Lorsqu’Andreina Febres, mère de deux enfants qui vit à Oakland, en Californie, s’est engagée dans une étude évaluant si un régime biologique peut faire une différence dans la quantité de pesticides trouvés dans son corps, elle ne savait pas ce que les chercheurs trouveraient. Mais sa famille, et trois autres personnes à travers le pays qui ont participé, constateront qu’ils ont tous des niveaux détectables de pesticides. Ils constateront également qu’après seulement six jours de régime biologique, tout le monde verra une réduction significative des pesticides, y compris certains qui sont associés à un risque accru d’autisme, de cancer, de parkinsonisme, d’infertilité et d’autres effets importants sur la santé.

Cette étude révisée par des pairs récemment publiée aide à répondre à la question que beaucoup d’entre nous se posent lorsqu’ils décident de réaliser des options conventionnelles ou biologiques dans les magasins: le bio fait-il vraiment une différence? Les résultats disent oui, grande différence. Le choix d’ingrédients biologiques peut vous protéger de l’exposition aux pesticides toxiques. Niveaux de pesticides dans quatre familles de tout le pays pendant deux semaines. La première semaine, les familles ont mangé leur nourriture non biologique typique; la semaine suivante, ils mangent complètement bio.

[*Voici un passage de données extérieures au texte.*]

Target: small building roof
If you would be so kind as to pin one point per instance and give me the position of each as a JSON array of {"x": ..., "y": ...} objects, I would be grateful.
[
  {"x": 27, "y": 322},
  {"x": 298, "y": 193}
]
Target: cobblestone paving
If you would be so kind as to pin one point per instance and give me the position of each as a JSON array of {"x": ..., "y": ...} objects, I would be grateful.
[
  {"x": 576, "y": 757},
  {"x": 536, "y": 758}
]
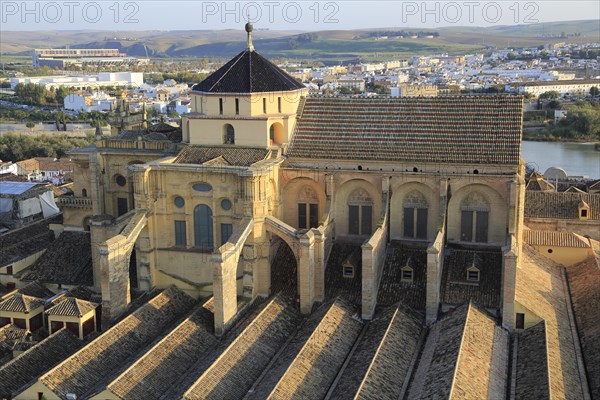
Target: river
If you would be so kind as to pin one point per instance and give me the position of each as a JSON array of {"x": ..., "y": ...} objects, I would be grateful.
[{"x": 578, "y": 159}]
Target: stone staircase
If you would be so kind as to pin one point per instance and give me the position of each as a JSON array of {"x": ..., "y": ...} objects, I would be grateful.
[
  {"x": 238, "y": 367},
  {"x": 151, "y": 375},
  {"x": 316, "y": 365}
]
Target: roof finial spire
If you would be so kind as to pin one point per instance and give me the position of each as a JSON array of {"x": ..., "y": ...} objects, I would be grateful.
[{"x": 249, "y": 29}]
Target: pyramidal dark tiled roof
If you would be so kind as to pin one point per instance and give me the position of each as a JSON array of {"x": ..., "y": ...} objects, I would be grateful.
[
  {"x": 72, "y": 307},
  {"x": 453, "y": 129},
  {"x": 248, "y": 72},
  {"x": 234, "y": 156}
]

Les échantillons d’urine prélevés pendant l’étude sont testés pour les pesticides et les produits chimiques sont décomposés en pesticides, appelés métabolites. Résultats? Sur les 14 produits chimiques testés, chaque membre de chaque famille a un niveau détectable. Après le passage à un régime biologique, ce niveau baisse considérablement. Les niveaux de tous les pesticides ont chuté de plus de la moitié de la moyenne. Les niveaux détectés de malathion pesticide, la possibilité de cancérogènes pour l’homme selon l’Organisation mondiale de la santé, ont diminué de façon spectaculaire de 95%.

Le malathion n’est qu’un des pesticides trouvés dans cette étude qui fait partie d’un groupe appelé organophosphates, qui se préoccupent depuis longtemps des experts en santé publique en raison de leurs effets sur le développement cérébral des enfants. Créés comme agents neurotoxiques pendant la Seconde Guerre mondiale, les organophosphorés ont été liés à des niveaux accrus d’autisme, des troubles d’apprentissage et une diminution du QI chez les enfants. Les organophosphorés chlorophosphates, trouvés dans tous les membres de la famille, sont tellement préoccupés par la santé publique que l’Environmental Protection Agency (EPA) prévoit de les interdire en 2017. Après aucune action du gouvernement, Hawaï a adopté la première interdiction nationale du chlorpyrifos en 2019 et la représentante Nydia Velázquez introduire une loi fédérale pour l’interdire.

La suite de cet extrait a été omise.